The widespread adoption of Agile methodologies in recent years has allowed organizations to significantly increase their ability to push out more high quality software.
Previous development practices revolved heavily around centralized applications and infrequent updates that were shipped maybe once a quarter or even once a year. The new fast-paced CI/CD pipeline and lightweight microservices architecture enable us to introduce new updates at a rate and scale that would have seemed unimaginable just a few years ago.
But with the benefits of new technologies comes a new set of challenges that need to be addressed as well.
While the tools for creating and deploying software have improved significantly, we are still in the process of establishing a more efficient approach to troubleshooting.
This post takes a look at the tools that are currently available for helping teams keep their software functioning as intended, the challenges that they face with advances in the field, and a new way forward that will speed up the troubleshooting process for everyone involved.
Challenges Facing Troubleshooters
On the face of it, the ability to make more software is a positive mark in the ledger. But with new abilities come new issues to solve.
Let’s take a look at three of the most common challenges facing organizations right now.
The Move from the Monolith to Microservices
Our first challenge is that there are now more moving parts where issues may arise that can complicate efforts to fix them quickly and efficiently.
Since making the move to microservices and Kubernetes, we are now dealing with a much more distributed set of environments. We have replaced the “monolith” of the single core app with many smaller, more agile but dispersed apps.
Their high level of distribution makes it more difficult to quickly track down where a change occurred and understand what’s impacting what. As the elements of our apps become more siloed, we lose overall visibility over the system structure.
Teams are Becoming More Siloed
The next challenge is that with more widely distributed teams taking part in the software development process, there are much fewer people who are significantly familiar with the environment when it comes to addressing problems impacting the products.
Each team is proficient in their own domain and segment of the product, but are essentially siloed off from the other groups. This leads to a lack of knowledge sharing across teams that can be highly detrimental when it comes time for someone to get called in to fix an issue stemming from another team’s part of the product.
More Changes, More Often
Then finally for our current review, is the fact that changes are happening far more often than before.
Patches no longer have to wait until it’s Tuesday to come out. New features on the app or adjustments to infrastructure like load balancing can impact the product and require a fix. With all this going on, it is easy for others to not be aware of these changes.
The lack of communication caused by siloes combined with the increase in the number of changes can create confusion when issues arise. Sort of like finding a specific needle in a pile of needles. It’s enough to make you miss the haystack metaphor.
In Search of Context
In examining these challenges, we can quickly understand that they all center around the reality that those tasked with troubleshooting issues lack the needed context for fixing them.
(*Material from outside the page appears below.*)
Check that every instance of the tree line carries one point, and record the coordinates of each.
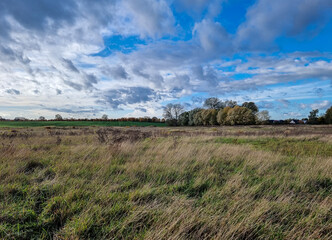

Developers, who are increasingly being called upon to troubleshoot, lack the knowledge of what has changed, by who, what it impacts, or even where to start looking in a potentially unfamiliar environment.
Having made the move to the cloud, developers have at their disposal a wide range of monitoring and observability tools covering needs related to tracing, logs, databases, alerting, security, and topology, providing them with greater visibility into their software throughout the Software Development Lifecycle.
When they get the call that something needs their attention, they often have to begin investigating essentially from scratch. This means jumping into their many tools and dashboards, pouring over logs to try and figure out the source of the problem. While these monitoring and observability tools can provide valuable insights, it can still be difficult to identify which changes impacted which other components.
Some organizations attempt to use communication tools like Slack to track changes. While we love the scroll as much as anyone else, it is far from a comprehensive solution and still lacks the connection between source and impact. Chances are that they will need to call in for additional help in tracking down the root of the problem from someone else on their team or a different team altogether.
In both cases, the person on-call still needs to spend significant and valuable time on connecting the dots between changes and issues. Time that might be better spent on actually fixing the problem and getting the product back online.
Filling in the Missing Part of the DevOps Toolchain
The tooling available to help identify issues are getting much better at providing visibility, including to provide on-call responders with the context that will help them get to the source of the problem faster.
Moving forward, we want to see developers gain a better, holistic understanding of their Kubernetes environments. So even if their microservices are highly distributed, their visibility over them should be more unified.
Fixing problems faster means getting the relevant information into the hands of whoever is called up to address the issue. It should not matter if the incident is in a product that they themselves built or if they are opening it up for the first time.
Reducing the MTTR relies on providing them with the necessary context from the tools that they are already using to monitor their environment. Hopefully by better utilizing our existing resources, we can cut down on the time and number of people required to fix issues when they pop up — allowing us to get back to actually building better products.